Puis ils se tordent, reprennent vie.
On comprend que, s'éveillant de leur tombe, Roméo et Juliette se retrouvent.
Le langage du chorégraphe est assez heurté mais son origine classique transparaît très souvent derrière l'expression contemporaine. La gestuelle est assez sensuelle et se transforme bien souvent en un hymne aux corps.
Le très beau duo de Roméo et Juliette devant un gigantesque ventilateur sur lequel ils appuient leurs mouvements est d'une belle invention.
Peu après, un trio de danseurs, casque au pied, est parfaitement synchronisé et musical.
Danser avec un pied dans un casque est loin d'être évident.
Les danseurs ne peuvent empêcher leur jambe d'appui en constante recherche d'équilibre de trembler afin d'ajuster la répartition du poids tandis que l'autre jambe évolue. Cela tient parfois du tour de force tout au crédit de remarquables danseurs.
S'appuyant sur un montage musical qui pioche dans la partition du ballet de Prokofiev pour suivre la vision des créateurs, Mauro Bigonzetti compose de beaux ensembles très bien réglés qui alternent avec des "variations" pour constituer une succession dynamique de scènes.
L'expression est présente mais elle semble se désolidariser des personnages incarnés.
Alors, lorsque la musique de la Scène du balcon se fait entendre - les violons de l'orchestre sonnent un peu "justes" - on se sent frustré par les limites du procédé. Juliette évolue seule sur une partition composée pour un échange…
En revanche, on peut être admiratif devant la démarche esthétique, toujours hissée à un haut niveau de qualité, sans toutefois être touché autrement, et certainement pas par la narration.
L'épure nous éloigne trop souvent du sentiment malgré l'expressivité de la musique de Prokofiev.
La différence entre la chorégraphie et la partition rend du reste évident le fossé qui sépare une recherche intéressante mais non aboutie d'un côté, et une perfection musicale de l'autre.
La chorégraphie a, de plus, tendance à terriblement alourdir la musique et frise parfois le contresens avec ce qu’exprime la partition.
La caméra s'attarde très souvent sur des détails du corps des danseurs.
Il faut dire qu'ils sont splendides et bien mis en valeur par des éclairages orangés d'un très bel effet qui les habille plus que les costumes !
On notera que les danseurs sont bien plus avantagés par leur musculature et leur tenue que les danseuses privées de féminité et bien peu charismatiques.
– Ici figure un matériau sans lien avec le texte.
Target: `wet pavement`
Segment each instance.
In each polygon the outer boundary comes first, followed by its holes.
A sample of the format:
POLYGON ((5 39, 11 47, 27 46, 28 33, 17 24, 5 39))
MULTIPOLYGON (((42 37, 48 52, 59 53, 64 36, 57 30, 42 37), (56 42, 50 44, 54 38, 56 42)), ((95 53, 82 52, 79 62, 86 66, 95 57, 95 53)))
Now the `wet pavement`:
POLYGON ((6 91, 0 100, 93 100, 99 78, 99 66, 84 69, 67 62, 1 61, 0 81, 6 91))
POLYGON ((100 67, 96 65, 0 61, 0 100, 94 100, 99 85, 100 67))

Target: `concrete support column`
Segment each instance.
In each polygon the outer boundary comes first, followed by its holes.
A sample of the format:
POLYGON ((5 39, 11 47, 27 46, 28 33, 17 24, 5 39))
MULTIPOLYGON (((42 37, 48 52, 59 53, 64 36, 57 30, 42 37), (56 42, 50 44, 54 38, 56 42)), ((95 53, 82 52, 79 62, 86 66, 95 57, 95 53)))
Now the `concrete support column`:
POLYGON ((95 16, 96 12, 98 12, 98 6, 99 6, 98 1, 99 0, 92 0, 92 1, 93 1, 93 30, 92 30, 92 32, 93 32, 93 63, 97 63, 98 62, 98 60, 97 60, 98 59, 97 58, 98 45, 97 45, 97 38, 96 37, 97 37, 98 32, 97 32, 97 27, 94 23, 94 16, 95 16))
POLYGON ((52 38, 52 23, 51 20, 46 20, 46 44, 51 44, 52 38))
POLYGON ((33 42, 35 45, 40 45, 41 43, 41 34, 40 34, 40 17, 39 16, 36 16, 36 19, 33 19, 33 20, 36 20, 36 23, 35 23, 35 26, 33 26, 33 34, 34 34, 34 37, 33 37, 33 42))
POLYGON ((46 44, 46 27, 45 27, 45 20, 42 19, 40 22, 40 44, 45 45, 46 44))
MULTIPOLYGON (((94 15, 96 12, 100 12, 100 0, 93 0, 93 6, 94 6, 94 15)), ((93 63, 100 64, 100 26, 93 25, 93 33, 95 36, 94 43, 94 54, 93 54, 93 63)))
Ce parti pris de plans très rapprochés et de cadrages inventifs pose du reste le problème de cette réalisation assez particulière.
Superbe, elle utilise néanmoins la chorégraphie pour se faire valoir plus que pour rendre compte.
Le spectateur se montrera ainsi soit convaincu par des images splendides, soit déçu par la spoliation de la chorégraphie.
L'alternance des scènes nous conduit à un très beau final teinté d'émotion, cette fois.
Les deux protagonistes, attachés à des filins de sécurité, se hissent avec peine en haut de ce qui figure deux montagnes.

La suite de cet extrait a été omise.